O relatório de progresso da safra de milho 2021/22 nos Estados Unidos provocou impacto nas cotações do cereal, que recuaram para seu nível mais baixo em mais de um mês, informa o banco alemão Commerzbank, em comentário diário enviado a clientes. O levantamento de progresso da safra é do Departamento de Agricultura dos Estados Unidos (USDA) e foi divulgado na segunda-feira, 24.
O plantio de milho avança rapidamente, segundo o USDA, com 90% dos campos já semeados. A média de cinco anos para esta época é 10 pontos porcentuais menor. “Os dados são apenas um ponto do assunto predominante no momento: o melhor clima nas regiões de cultivo dos EUA. É provável que isso também tenha encorajado participantes do mercado, orientados para o curto prazo, a saírem de suas posições compradas”, aponta a analista de commodities agrícolas do Commerzbank, Michaela Kühl.
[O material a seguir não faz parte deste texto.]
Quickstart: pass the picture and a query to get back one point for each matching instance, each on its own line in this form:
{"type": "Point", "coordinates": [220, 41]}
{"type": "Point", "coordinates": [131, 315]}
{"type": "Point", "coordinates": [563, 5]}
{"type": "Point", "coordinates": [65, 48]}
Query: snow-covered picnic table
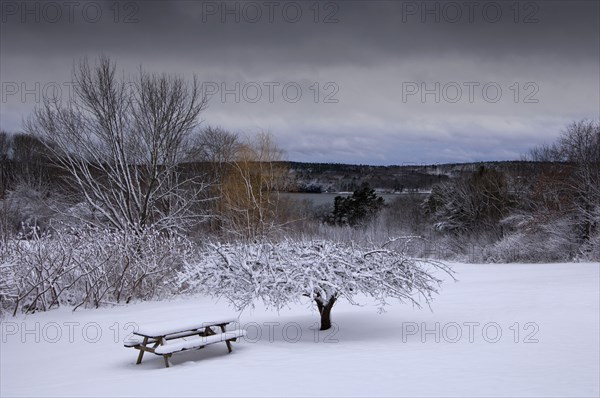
{"type": "Point", "coordinates": [167, 338]}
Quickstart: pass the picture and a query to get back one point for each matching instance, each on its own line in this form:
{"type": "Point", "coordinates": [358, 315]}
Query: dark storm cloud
{"type": "Point", "coordinates": [370, 53]}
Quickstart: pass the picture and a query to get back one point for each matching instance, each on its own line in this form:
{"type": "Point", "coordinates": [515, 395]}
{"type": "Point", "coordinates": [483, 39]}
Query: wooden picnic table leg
{"type": "Point", "coordinates": [165, 356]}
{"type": "Point", "coordinates": [141, 354]}
{"type": "Point", "coordinates": [226, 341]}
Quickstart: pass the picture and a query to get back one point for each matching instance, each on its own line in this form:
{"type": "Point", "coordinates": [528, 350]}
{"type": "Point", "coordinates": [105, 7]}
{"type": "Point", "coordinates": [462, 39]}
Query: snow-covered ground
{"type": "Point", "coordinates": [502, 330]}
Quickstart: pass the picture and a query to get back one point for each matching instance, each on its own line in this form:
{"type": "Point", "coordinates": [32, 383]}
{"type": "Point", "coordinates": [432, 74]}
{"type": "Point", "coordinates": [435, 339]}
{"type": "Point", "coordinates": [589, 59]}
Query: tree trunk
{"type": "Point", "coordinates": [325, 311]}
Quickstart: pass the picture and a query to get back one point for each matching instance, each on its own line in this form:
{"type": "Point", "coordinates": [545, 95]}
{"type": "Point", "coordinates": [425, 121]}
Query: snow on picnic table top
{"type": "Point", "coordinates": [163, 328]}
{"type": "Point", "coordinates": [198, 342]}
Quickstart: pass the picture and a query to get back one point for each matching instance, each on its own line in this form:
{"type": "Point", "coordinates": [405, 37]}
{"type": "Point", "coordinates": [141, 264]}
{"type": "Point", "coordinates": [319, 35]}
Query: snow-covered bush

De acordo com o Commerzbank, em meados de abril, traders detinham cerca de 400 mil contratos; na última terça-feira, o dia do relatório da Comissão de Negociação de Futuros de Commodities (CFTC), esse número já havia sido reduzido para 300 mil contratos.
“Nesta manhã, o milho está sendo negociado ligeiramente para cima. Isso ocorre porque os estoques devem aumentar pouco, mesmo considerando a avaliação de mercado positiva do USDA, que prevê a possibilidade de um pequeno superávit no mercado global de milho em 2021/22 após quatro anos de déficit”, diz Kühl.
Um ponto importante nesta avaliação, segundo a analista, é que a previsão de safra do cereal dos EUA deve cair um pouco, antes de poder atingir recorde, em virtude da incerteza que existe sobre a área realmente plantada.